- Native name: Елешница (Bulgarian)

Physical characteristics
- Source: 400 meters SW of Ruen
- • location: Osogovo
- • coordinates: 42°09′12″N 22°30′48″E﻿ / ﻿42.1533°N 22.5133°E
- • elevation: 2173 meters
- • location: Struma→ Aegean Sea
- • coordinates: 42°14′51″N 22°53′21″E﻿ / ﻿42.2475°N 22.8892°E

= Eleshnitsa (Struma) =

Eleshnitsa (Елешница) is a river located in western Bulgaria, in Kyustendil Province. It passes through Kyustendil Municipality and Nevestino. It is a right tributary of the river Struma. Eleshnitsa is 59 km long, which makes her the 66th in length among the rivers in Bulgaria.

It serves as a natural drain to the eastern and southern parts of Osogovska planina. It is the fourth largest tributary of the Struma, along with the Strumeshnitsa, Angitis and Dragovishtitsa.

== Geography ==
The Eleshnitsa springs at an altitude of 2,173 m above sea level from the Osogovo mountain range, 400 meters southwest of the peak Ruen (2,251 m), the highest summit of the mountain range.

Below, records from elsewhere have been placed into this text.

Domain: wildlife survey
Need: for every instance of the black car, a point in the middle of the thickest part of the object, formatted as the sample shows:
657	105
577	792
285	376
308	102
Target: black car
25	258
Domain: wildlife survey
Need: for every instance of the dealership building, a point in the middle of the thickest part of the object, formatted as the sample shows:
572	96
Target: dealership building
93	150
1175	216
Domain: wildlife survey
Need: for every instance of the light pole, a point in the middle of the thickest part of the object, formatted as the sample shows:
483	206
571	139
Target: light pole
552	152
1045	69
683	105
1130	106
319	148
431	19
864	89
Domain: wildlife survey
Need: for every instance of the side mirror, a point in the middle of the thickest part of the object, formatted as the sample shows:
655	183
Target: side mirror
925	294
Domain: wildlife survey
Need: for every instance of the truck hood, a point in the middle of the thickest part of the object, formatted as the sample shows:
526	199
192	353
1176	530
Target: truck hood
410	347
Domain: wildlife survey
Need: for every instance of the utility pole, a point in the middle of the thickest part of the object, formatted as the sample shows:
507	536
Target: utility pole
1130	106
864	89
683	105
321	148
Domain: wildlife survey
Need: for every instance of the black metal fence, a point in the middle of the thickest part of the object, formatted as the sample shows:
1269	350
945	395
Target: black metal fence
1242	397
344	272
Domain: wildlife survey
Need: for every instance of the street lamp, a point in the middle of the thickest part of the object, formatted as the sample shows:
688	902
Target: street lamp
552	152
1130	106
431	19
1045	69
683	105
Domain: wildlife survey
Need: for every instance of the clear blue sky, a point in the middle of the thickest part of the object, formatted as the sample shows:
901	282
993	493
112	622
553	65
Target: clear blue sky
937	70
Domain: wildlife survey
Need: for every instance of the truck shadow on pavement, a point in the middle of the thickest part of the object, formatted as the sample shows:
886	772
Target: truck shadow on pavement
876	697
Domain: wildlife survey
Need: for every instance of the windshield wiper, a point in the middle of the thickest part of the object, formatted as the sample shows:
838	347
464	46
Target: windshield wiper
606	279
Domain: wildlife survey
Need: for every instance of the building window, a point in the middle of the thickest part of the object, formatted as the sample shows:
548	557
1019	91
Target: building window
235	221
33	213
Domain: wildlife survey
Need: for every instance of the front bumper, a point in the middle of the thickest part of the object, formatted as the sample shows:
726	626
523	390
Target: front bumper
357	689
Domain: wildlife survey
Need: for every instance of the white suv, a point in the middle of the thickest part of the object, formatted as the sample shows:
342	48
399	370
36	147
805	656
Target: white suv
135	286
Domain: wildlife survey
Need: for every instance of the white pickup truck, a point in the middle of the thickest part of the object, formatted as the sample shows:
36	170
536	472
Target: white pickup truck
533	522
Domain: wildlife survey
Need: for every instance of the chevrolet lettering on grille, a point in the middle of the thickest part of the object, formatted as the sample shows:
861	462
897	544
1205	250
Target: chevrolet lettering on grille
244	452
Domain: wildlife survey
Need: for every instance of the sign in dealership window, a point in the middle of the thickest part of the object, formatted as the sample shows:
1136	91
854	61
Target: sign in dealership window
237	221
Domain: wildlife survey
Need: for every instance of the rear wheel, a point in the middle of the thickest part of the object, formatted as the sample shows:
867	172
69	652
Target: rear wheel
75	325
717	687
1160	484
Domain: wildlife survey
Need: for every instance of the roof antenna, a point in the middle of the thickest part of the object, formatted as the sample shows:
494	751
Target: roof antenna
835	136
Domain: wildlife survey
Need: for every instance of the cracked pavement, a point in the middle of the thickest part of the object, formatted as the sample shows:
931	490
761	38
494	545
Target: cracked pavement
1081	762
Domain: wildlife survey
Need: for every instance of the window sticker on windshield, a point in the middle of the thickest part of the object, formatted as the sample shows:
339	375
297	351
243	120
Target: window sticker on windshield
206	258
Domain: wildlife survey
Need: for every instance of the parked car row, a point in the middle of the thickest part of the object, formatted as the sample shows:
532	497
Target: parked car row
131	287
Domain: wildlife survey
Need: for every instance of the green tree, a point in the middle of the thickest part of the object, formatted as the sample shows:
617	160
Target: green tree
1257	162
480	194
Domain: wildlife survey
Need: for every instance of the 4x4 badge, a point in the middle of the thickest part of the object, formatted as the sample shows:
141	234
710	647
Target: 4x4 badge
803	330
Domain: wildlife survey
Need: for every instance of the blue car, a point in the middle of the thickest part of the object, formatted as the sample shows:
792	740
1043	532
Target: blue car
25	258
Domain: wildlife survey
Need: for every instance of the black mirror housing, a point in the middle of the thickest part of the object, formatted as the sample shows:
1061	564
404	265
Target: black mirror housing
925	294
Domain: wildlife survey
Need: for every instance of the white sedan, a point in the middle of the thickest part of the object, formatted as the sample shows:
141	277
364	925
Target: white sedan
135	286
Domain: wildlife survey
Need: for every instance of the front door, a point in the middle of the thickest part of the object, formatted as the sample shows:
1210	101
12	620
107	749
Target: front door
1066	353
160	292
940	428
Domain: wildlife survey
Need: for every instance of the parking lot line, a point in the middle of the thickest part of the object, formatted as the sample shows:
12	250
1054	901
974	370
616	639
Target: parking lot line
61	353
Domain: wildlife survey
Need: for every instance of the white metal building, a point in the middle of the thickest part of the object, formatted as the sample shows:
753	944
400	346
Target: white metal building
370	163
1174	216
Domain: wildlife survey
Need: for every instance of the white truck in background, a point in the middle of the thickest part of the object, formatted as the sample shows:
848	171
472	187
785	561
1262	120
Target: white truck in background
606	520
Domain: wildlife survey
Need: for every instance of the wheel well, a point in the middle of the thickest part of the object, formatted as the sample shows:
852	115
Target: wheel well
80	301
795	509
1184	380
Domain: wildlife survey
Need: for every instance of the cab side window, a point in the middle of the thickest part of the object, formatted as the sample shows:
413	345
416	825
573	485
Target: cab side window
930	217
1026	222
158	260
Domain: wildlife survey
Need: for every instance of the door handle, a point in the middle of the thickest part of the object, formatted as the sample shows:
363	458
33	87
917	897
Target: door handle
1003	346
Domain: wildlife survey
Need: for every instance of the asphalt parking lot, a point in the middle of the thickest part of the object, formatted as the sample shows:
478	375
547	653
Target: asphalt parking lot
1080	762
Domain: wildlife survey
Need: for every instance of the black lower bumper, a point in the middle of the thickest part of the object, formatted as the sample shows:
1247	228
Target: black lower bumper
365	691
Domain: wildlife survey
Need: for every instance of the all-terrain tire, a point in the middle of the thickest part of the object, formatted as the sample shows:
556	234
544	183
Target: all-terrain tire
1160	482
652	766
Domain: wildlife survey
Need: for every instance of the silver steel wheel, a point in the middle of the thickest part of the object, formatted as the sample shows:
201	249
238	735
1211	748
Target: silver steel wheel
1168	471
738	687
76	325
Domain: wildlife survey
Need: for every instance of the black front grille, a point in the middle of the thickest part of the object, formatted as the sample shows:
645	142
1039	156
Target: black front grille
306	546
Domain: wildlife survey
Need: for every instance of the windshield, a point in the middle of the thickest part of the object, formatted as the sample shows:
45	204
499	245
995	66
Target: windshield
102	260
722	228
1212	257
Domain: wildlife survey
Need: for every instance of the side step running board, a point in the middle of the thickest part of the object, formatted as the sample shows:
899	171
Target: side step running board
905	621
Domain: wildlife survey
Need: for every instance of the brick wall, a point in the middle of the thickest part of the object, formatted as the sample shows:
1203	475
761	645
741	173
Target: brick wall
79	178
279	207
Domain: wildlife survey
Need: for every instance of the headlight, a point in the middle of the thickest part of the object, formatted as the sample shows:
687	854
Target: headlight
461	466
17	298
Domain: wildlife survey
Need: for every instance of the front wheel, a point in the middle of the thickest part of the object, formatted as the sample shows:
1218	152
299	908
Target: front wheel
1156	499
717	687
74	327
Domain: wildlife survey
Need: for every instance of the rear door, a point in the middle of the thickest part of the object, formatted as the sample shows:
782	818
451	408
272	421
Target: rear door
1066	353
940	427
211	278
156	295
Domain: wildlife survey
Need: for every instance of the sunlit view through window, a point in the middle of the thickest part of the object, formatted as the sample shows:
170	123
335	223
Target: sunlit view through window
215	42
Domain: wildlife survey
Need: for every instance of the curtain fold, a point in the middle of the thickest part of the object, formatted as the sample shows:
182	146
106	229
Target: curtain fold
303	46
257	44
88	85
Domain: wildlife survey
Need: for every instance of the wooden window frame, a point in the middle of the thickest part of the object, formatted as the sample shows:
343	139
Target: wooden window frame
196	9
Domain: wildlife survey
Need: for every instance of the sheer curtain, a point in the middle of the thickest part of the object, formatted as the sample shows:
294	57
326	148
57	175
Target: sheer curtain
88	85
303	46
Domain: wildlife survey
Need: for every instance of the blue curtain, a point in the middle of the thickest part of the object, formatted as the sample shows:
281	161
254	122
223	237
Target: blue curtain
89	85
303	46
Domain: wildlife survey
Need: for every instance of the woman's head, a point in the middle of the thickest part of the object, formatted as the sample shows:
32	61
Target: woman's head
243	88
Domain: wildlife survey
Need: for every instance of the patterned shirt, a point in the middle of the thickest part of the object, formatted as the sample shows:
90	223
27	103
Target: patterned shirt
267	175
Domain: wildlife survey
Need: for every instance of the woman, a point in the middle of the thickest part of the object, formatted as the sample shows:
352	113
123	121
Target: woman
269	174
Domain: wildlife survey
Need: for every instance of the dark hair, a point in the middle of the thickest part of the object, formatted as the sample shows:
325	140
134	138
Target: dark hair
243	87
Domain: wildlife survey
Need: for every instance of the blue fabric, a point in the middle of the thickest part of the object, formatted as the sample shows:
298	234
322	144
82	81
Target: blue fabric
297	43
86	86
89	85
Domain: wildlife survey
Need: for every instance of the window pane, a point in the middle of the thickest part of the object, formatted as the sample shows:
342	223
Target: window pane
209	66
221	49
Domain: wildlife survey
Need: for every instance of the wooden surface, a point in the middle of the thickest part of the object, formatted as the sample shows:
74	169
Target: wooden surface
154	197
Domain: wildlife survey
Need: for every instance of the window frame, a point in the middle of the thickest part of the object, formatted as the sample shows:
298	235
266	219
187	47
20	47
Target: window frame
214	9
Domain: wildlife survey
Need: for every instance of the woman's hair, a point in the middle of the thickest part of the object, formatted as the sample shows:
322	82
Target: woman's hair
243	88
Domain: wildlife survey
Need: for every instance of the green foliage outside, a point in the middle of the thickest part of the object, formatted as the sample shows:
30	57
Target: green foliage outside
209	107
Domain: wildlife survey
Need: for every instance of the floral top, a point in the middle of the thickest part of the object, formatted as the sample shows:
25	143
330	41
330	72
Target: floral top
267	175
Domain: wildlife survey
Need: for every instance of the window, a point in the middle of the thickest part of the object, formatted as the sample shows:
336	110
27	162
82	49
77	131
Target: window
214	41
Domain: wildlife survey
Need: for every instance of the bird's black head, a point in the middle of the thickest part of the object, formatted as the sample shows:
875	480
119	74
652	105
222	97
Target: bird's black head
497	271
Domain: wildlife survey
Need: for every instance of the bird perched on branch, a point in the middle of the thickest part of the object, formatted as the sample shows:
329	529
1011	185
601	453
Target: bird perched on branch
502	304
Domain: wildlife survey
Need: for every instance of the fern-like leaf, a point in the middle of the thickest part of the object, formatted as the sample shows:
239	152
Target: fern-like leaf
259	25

In its entirety, the river flows in a deep, weakly afforested valley. In its first 17 kilometers of riverbank, it flows parallel to the border with North Macedonia. Thereafter, it takes a turn northeast until Vaksevo village, then it turns north, and after Chetirtsi village takes a sharp turn east, and after 2 kilometers flows into the Struma at 437 meters above sea level. The river often floods during its peak water levels.

The river basin has a total area of 358 km^{2} which is 2,07% of Struma's basin.

Fish species can be met like Salmo macedonicus, Squalius orpheus, Phoxinus phoxinus, Alburnoides strumicae, Alburnus alburnus, Chondrostoma vardarense, Gobio bulgaricus, Barbus Cyclolepis, Barbatula bureschi, Cobitis strumicae.

Eleshnitsa river receives the majority of its water due to rain-snow feeding and reaches its maximum during April. The minimum amount of water in the river is reached in August. Eleshnitsa is the most turbid river in Bulgaria.

== Settlements along Eleshnitsa ==
The river flows entirely in Kyustendil Province. Along its course there are seven villages — Sazhdenik in Kyustendil Municipality and Chekanets, Rakovo, Stradalovo, Vaksevo, Drumohar and Chetiritsi in Nevestino Municipality.